Il G7 nasce durante la Guerra fredda, come luogo di incontro dei Paesi più industrializzati al mondo e, tuttora, rappresenta questo: potremmo dire, in altre parole, che l’esclusione di Russia e Cina da quel contesto ‘ha ancora un senso’. È pur vero che il G7, dopo gli eventi degli anni Novanta e la nuova riorganizzazione del sistema internazionale intorno al ‘mito’ della globalizzazione, ha tentato di trasformarsi in una struttura di governance internazionale più efficace, includendo la Russia – che pure non era un Paese industrializzato – e creando un G7+1, ossia un G8. Chiaramente, in questa prospettiva, avrebbe avuto senso includere, in un secondo tempo, anche la Cina. Si tratta un processo di riorientamento post-blocco, nella prospettiva di assumere una nuova veste istituzionale. Non è un caso che, da parte dei diplomatici, nel 1998 vi furono tentativi di creare un raccordo tra i 5 membri permanenti del Consiglio di Sicurezza ONU e il G8. Era un po’ come se la governance internazionale potesse procedere con due ‘motori‘, il secondo dei quali (il G8) avrebbe potuto, in un futuro prossimo, comprendere la Cina. Poi però è accaduto che, dopo l’annessione della Crimea, la Russia sia stata allontanata dal G8 (nuovamente G7 dal 2014), con l’esito tuttora effettivo di una retromarcia rispetto all’inclusione dei due Paesi.
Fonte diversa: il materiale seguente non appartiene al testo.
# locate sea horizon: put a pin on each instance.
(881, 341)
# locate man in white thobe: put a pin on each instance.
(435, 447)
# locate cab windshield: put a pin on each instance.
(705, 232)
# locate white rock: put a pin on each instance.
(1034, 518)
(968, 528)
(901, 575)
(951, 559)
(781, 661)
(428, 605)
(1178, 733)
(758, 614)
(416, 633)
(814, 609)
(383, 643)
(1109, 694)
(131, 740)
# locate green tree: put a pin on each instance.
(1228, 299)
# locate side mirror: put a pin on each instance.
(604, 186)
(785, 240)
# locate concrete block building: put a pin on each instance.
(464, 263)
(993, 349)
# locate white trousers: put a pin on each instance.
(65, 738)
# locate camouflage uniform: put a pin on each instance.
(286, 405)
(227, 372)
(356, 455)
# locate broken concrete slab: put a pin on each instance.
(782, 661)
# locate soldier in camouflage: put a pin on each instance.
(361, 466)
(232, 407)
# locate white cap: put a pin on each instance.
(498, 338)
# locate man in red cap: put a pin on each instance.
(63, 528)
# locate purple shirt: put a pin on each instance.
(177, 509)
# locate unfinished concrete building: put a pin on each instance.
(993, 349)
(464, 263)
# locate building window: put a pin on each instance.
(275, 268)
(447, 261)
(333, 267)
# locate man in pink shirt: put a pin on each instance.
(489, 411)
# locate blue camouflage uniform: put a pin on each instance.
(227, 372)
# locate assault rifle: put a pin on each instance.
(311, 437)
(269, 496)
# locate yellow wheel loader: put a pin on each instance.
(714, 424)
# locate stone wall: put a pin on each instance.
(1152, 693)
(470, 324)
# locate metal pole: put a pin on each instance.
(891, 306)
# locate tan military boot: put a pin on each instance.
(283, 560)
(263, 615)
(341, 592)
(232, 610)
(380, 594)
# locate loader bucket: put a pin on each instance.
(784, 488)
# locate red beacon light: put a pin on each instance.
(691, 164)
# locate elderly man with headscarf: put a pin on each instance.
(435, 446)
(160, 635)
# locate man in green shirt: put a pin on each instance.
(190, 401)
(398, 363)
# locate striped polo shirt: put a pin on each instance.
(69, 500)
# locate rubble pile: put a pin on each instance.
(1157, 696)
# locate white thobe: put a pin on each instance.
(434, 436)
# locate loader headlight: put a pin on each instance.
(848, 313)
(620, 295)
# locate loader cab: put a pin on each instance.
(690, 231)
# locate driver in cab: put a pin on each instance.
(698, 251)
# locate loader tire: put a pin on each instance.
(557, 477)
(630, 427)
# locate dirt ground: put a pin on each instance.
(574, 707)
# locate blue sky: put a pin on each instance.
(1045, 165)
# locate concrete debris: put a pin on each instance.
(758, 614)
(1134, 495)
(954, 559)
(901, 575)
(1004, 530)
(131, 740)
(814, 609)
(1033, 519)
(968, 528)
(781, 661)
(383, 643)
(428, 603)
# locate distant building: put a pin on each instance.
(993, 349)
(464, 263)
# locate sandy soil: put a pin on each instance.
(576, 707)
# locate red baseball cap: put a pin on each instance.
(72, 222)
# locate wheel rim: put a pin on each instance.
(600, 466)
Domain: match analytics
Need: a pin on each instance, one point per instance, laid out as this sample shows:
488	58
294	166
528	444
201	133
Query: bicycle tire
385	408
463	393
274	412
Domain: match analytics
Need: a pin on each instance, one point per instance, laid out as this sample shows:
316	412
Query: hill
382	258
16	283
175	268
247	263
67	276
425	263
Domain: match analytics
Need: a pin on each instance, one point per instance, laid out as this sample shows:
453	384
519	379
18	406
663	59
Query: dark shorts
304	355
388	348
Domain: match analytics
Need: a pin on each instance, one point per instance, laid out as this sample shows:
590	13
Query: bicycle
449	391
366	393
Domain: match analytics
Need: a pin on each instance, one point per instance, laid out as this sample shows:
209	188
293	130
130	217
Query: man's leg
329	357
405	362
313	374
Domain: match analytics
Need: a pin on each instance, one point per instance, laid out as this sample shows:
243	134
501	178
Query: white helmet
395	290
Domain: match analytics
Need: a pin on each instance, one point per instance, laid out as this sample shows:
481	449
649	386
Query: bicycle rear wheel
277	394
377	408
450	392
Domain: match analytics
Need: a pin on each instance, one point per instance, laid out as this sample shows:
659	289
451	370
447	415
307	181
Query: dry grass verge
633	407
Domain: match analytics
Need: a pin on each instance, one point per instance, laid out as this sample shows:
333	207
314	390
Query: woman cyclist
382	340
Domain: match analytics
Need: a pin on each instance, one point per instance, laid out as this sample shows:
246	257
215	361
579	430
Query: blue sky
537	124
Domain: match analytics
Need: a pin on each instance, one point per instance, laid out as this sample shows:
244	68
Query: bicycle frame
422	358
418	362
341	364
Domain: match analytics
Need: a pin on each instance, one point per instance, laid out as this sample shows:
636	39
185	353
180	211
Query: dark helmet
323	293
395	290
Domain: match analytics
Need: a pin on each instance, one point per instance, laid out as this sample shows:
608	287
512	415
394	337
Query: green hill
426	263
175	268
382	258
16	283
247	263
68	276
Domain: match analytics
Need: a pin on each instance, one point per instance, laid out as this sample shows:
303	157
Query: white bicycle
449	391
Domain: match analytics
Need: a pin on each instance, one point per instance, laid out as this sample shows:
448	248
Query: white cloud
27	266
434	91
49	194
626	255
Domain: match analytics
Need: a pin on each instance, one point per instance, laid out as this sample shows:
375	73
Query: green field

Nondimeno, ci chiediamo se valga ancora la pena farlo oggi, laddove quel ruolo integrativo è assolto dal G20: il prossimo vertice di Amburgo sarà il luogo in cui la Russia avrà voce in capitolo. Paradossalmente, forse il G7 potrebbe funzionare meglio tornando alla sua originaria natura, pur rinunciando all’ambizione di diventare il secondo motore del governo mondiale. Tuttavia, con la funzione assunta del G20, il G7 potrebbe diventare il luogo in cui i Paesi più industrializzati e più affini dal punto di vista della politica estera (al di là delle contingenze dell’Amministrazione Trump) potrebbero preparare e definire una ‘missione’ comune da portare al G20, tenendo conto anche che il G7 ormai include l’Unione Europea al massimo livello. Quello sarebbe un modo in cui i principali Paesi industrializzati dell’Europa, con L’Unione Europea, riescono a coordinare le loro politiche con Stati Uniti, Giappone, Canada, Francia e anche Gran Bretagna: proprio in ragione dell’uscita di quest’ultima dall’UE, il G7 potrebbe avere un ruolo importante in questo senso. Pertanto, pur condividendo le perplessità di Prodi, dico che tutto sommato è meglio per il G7 rimanere quello che è. Personalmente, non sono deluso dal fatto che l’Italia non abbia preso l’iniziativa di riportare la Russia a Taormina. Era un atto velleitario. Non penso che se fallirà – come prevedo – questo G7, sia da imputare al Governo l’errore di non aver insistito su questa condizione.
Tutto sommato, l’Italia, con queste priorità, ha comunque ribadito le sue posizioni. Se in questa fase Trump ha priorità diverse, non potremo certo imporle noi agli Stati Uniti, però possiamo ricordargli che ci sono anche altri Paesi che hanno le nostre idee. Per esempio, Macron potrebbe essere la vera sorpresa – l’incontro con Gentiloni, avvenuto la scorsa domenica, sembrerebbe già annunciarlo. Dopo Angela Merkel, Macron si è congratulato con l’Italia, che ora potrebbe trovarsi l’Europa dalla sua parte. Inoltre il suo attuale ruolo nel Consiglio di Sicurezza delle Nazioni Unite potrebbe, in qualche modo, esercitare una minima pressione su Trump.